Я вспомнил, что налил себе бренди, но до сих пор не прикоснулся к нему, и теперь поднес к губам бокал.

Анджела подошла к столу и взяла свой. Я удивился, когда она ни с того ни с сего вдруг чокнулась со мной.

– За что пьем? – поинтересовался я.

– За конец света.

– И как же он погибнет: в огне или подо льдом?

– Гораздо страшнее, – ответила Анджела.

Мне показалось, что теперь ее глаза приобрели такой же цвет, какой был у стальных выдвижных ящиков в морге больницы Милосердия. Она смотрела на меня так долго, что мне даже стало неуютно, но потом сжалилась и перевела взгляд на бокал у себя в руке.

– Итак, Род вешает трубку и просит рассказать по порядку обо всем, что здесь произошло. Я рассказываю. Он задает мне сотню вопросов: о моей разбитой губе, о том, дотрагивалась ли до меня обезьяна, не укусила ли она меня. Он словно не верит в то, что губа у меня разбита яблоком, которое швырнула тварь.

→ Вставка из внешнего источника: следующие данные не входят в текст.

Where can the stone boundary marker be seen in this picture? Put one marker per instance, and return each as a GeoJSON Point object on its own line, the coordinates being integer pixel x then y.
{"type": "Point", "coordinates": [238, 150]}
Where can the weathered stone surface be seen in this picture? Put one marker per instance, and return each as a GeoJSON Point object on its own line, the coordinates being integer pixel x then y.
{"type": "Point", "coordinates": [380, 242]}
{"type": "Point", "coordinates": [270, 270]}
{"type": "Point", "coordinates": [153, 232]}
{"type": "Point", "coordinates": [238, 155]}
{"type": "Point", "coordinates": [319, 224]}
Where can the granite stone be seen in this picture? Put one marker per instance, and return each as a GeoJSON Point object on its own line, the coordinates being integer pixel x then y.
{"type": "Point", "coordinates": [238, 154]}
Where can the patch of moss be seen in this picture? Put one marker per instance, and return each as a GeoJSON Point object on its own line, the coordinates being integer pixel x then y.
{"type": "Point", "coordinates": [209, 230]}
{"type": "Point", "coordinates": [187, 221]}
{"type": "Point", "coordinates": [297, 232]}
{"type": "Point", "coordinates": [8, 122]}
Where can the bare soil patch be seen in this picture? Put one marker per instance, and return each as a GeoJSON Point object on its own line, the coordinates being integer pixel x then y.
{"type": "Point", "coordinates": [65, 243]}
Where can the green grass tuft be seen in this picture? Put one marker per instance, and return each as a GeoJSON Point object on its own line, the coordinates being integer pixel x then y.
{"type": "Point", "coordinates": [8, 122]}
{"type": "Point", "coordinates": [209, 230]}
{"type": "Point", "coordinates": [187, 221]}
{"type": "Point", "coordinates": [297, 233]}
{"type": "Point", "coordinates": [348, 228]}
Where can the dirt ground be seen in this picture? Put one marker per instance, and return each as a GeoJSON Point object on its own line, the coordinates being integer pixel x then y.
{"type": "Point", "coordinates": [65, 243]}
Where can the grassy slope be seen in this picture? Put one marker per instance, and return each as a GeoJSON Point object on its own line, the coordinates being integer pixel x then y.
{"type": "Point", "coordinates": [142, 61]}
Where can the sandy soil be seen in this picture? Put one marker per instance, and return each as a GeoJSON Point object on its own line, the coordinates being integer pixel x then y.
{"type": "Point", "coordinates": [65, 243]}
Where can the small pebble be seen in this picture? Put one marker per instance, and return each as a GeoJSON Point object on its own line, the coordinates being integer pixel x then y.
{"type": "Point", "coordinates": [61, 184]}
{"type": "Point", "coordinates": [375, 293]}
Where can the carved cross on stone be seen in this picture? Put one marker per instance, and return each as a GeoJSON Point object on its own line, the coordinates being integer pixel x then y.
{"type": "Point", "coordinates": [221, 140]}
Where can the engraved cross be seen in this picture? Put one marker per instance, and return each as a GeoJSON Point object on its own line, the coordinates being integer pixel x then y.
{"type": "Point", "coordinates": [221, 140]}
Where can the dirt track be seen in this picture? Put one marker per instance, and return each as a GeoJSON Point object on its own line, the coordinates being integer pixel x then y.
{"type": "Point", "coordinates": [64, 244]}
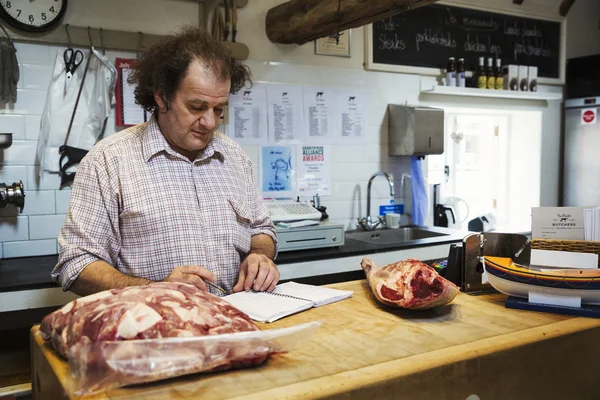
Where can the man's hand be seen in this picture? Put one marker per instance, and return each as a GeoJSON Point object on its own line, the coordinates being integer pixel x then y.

Я, в свою очередь, задаю ему вопросы, но он ни на один из них не отвечает, повторяя одно и то же: «Тебе это будет неинтересно, Энджи». Мне, разумеется, интересно, но я понимаю, что он просто не может удовлетворить мое любопытство.

– Военная тайна? Государственные секреты?

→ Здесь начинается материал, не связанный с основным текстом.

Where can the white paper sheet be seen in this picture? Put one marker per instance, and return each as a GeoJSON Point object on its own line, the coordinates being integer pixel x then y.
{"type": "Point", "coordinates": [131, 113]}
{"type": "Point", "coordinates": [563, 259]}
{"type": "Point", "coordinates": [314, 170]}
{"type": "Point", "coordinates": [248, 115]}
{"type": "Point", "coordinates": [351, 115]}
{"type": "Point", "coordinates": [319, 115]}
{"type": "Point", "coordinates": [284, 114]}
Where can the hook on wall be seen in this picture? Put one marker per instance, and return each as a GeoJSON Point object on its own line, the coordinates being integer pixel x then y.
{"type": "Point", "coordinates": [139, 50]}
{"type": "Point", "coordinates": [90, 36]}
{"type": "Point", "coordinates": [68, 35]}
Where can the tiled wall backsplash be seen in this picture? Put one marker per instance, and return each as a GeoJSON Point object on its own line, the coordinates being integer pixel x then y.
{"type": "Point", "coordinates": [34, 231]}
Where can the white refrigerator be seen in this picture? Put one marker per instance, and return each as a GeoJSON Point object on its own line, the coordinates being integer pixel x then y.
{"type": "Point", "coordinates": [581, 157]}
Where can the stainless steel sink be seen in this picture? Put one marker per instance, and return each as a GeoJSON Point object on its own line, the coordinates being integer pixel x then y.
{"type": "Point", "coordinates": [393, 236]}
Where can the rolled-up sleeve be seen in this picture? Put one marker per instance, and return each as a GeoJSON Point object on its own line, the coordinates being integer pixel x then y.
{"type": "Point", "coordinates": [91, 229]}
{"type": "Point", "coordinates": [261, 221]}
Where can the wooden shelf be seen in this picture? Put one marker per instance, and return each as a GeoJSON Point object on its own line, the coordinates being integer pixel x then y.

– Мой муж и раньше принимал участие в различных щекотливых проектах, связанных с национальной безопасностью, но я полагала, что все это уже в прошлом. Теперь он заявляет, что не имеет права говорить об этом. По крайней мере ни с кем, кроме своих коллег.

Не может сказать ни слова.

Анджела продолжала смотреть на бренди в бокале.

Я сделал глоток из своего. Он уже не казался мне таким вкусным, как поначалу. Более того, теперь я ощутил во рту слабую горечь, напомнившую мне о том, что в абрикосовых косточках может образовываться цианид.